Monday, April 10, 2017

Bentley's fame continues to grow






The other day I sent an email to a well-known cat website based in the UK (Pictures of Cats), asking them about something I've always wanted to know about Bentley. To my surprise, the cat-master, Michael Broad, responded within hours and asked if he could use my email as an article, along with his comments.

So I asked Bentley about it.

Well. . .

He was a little hard to convince - his concern is palpable in the picture below. But once I described the lovely montage they made of his picture, he was won over. Or at least, I think he was won over (he didn't open his eyes).  Below is my original email and Michael's remarks. There have been some comments from readers as well, which you can find here:

http://pictures-of-cats.org/can-a-cat-lose-the-ability-to-purr.html




Can a cat lose the ability to purr?

By Margaret Gunning

Hello! I was delighted to find your cat site, which has more cat lore in it than anything I’ve seen. I look forward to further exploration.

Can a cat lose the ability to purr? I have a lovely cat named Bentley, and though he is affectionate and a lap-sitter, I have never heard him purr. I think I feel a small vibration when I am holding him, but maybe not. He very seldom meows (maybe a few times a week) and it’s very quiet. He does (fairly rarely) make other sounds, chattering when he sees a bird, grunting to get our attention, chirping (though he did more of that when we first got him).

About Bentley (I made an animation of him from a few photos, above): he is a reasonably large, three-year-old neutered male tabby. We adopted him from the SPCA when he was about a year old. I saw his mug shot on the web site and was very attracted to it, even though we had intended to get a kitten. They could not tell us much about him except that someone had found him wandering around injured and brought him in. He was quite thin and had puncture wounds on his shoulders, indicating a dog or coyote attack. It was quite bad, so he may have been picked up and thrashed. By the time we adopted him he was bald on top (shaved), but healed.



A thinner, more juvenile Bentley, soon to "fill out"
 from 10 to 14 1/2 pounds.


When I saw him, the connection was instant. He ran up to me and wanted to be picked up and just melted into my arms. This was our cat. His manners are impeccable (he has since been neutered) and the attachment to us is strong. I get a sense of him protecting us, which I haven’t had with other cats.

Though he is fairly bold and rarely hides, he does NOT want us to go out. He rubs all over our legs and on every wall and object, and squeezes into a box by the door looking adorable. Sometimes he even climbs into his cat carrier.
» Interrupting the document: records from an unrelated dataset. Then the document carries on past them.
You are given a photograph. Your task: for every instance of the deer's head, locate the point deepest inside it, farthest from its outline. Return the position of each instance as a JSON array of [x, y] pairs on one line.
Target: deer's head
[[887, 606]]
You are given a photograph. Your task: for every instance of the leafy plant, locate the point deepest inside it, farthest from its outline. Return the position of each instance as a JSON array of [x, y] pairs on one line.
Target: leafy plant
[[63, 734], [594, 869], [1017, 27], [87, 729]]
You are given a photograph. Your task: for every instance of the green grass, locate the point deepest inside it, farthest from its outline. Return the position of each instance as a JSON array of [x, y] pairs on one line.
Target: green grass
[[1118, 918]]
By the time we go out the door he’s walking away to have a nap.

I have always wondered if this attack somehow damaged his vocal cords, or if he’s just naturally quiet. Maybe he never did purr? I do wonder about lingering trauma. Though he’s generally friendly, there are spaces around him (right in front or above him) that he is sensitive about and he will actually back up if you try to touch him. His favourite place to be scratched is between his shoulder blades (where he was attacked!)

He is in good health and gained 4 ½ pounds after we adopted him. (He’s not fat – just big-boned.) The vet has never seen a cat lose its purr, so I wondered if such a thing was possible. He is certainly a loyal, affectionate and grateful kitty.
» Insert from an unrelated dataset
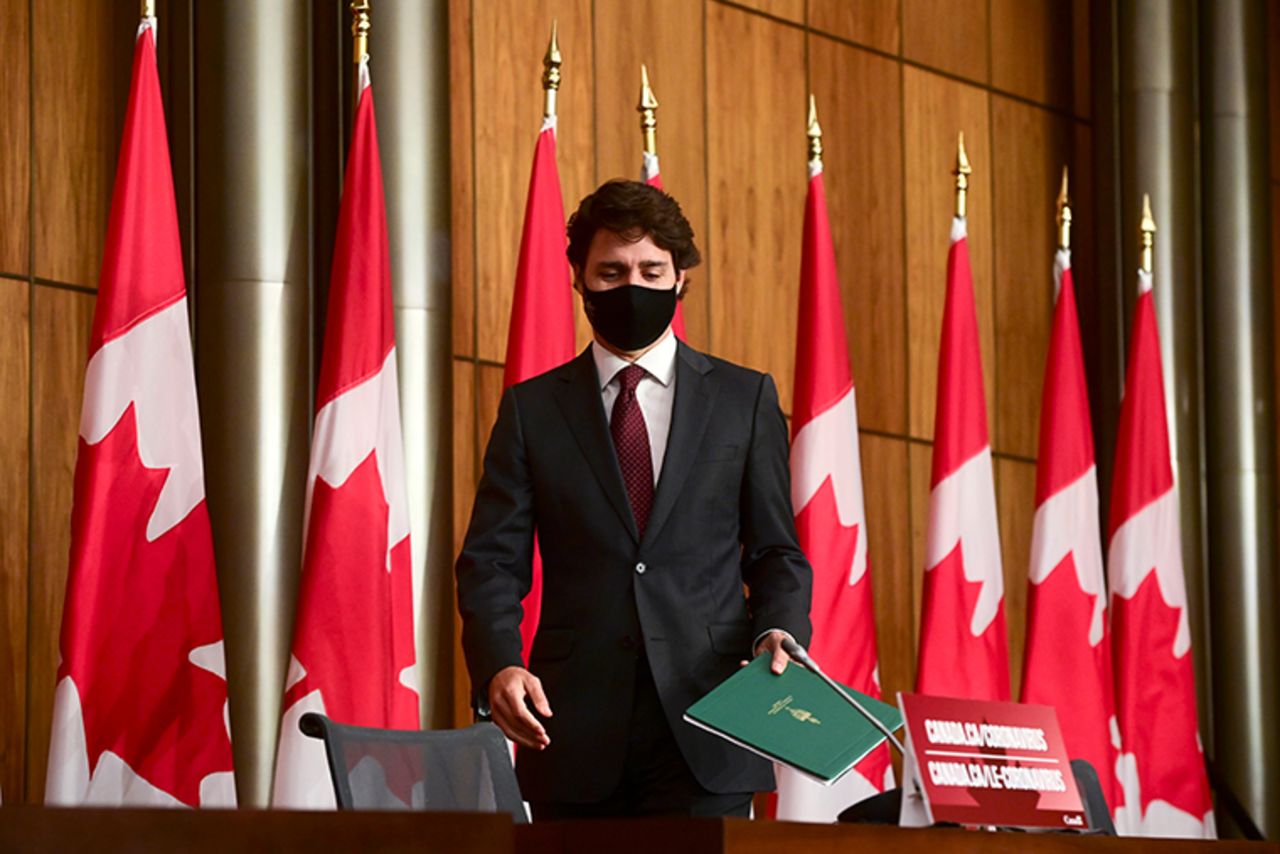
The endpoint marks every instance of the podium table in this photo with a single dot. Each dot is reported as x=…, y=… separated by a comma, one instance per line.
x=745, y=836
x=241, y=831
If you have any thoughts, I’d be interested in hearing them. Thank you!

All the best,

Margaret Gunning




Comment from Michael.

Through building this website my thoughts on this are that individual domestic cats have a wide range of personal characteristics and one relates to their vocalisations. Individual cats make slightly different sounds and unusual sounds sometimes. And some cats are almost silent. They rarely meow and when they do it is a silent meow. There are also breed characteristics – vocal Siamese and silent meow British Shorthair. I believe that Bentley just has a very silent or non-vocal purr. I don’t think this has happened because of a lingering trauma. Domestic cats get over trauma well in my experience. They forget and move on.

That said I would welcome the thoughts of others in a comment. I am certainly not 10 sure that I am correct. Thanks Margaret for sharing your experience and asking. It is an interesting topic.




P. S. This is a fantastic site for cat lovers, full of information and discussion, and updating every few hours. I could not believe how quickly this man got back to me, and by the next day the piece had been published. Bentley is on Cloud 9 - or maybe it's Cloud Tuna Can. He doesn't really know the difference.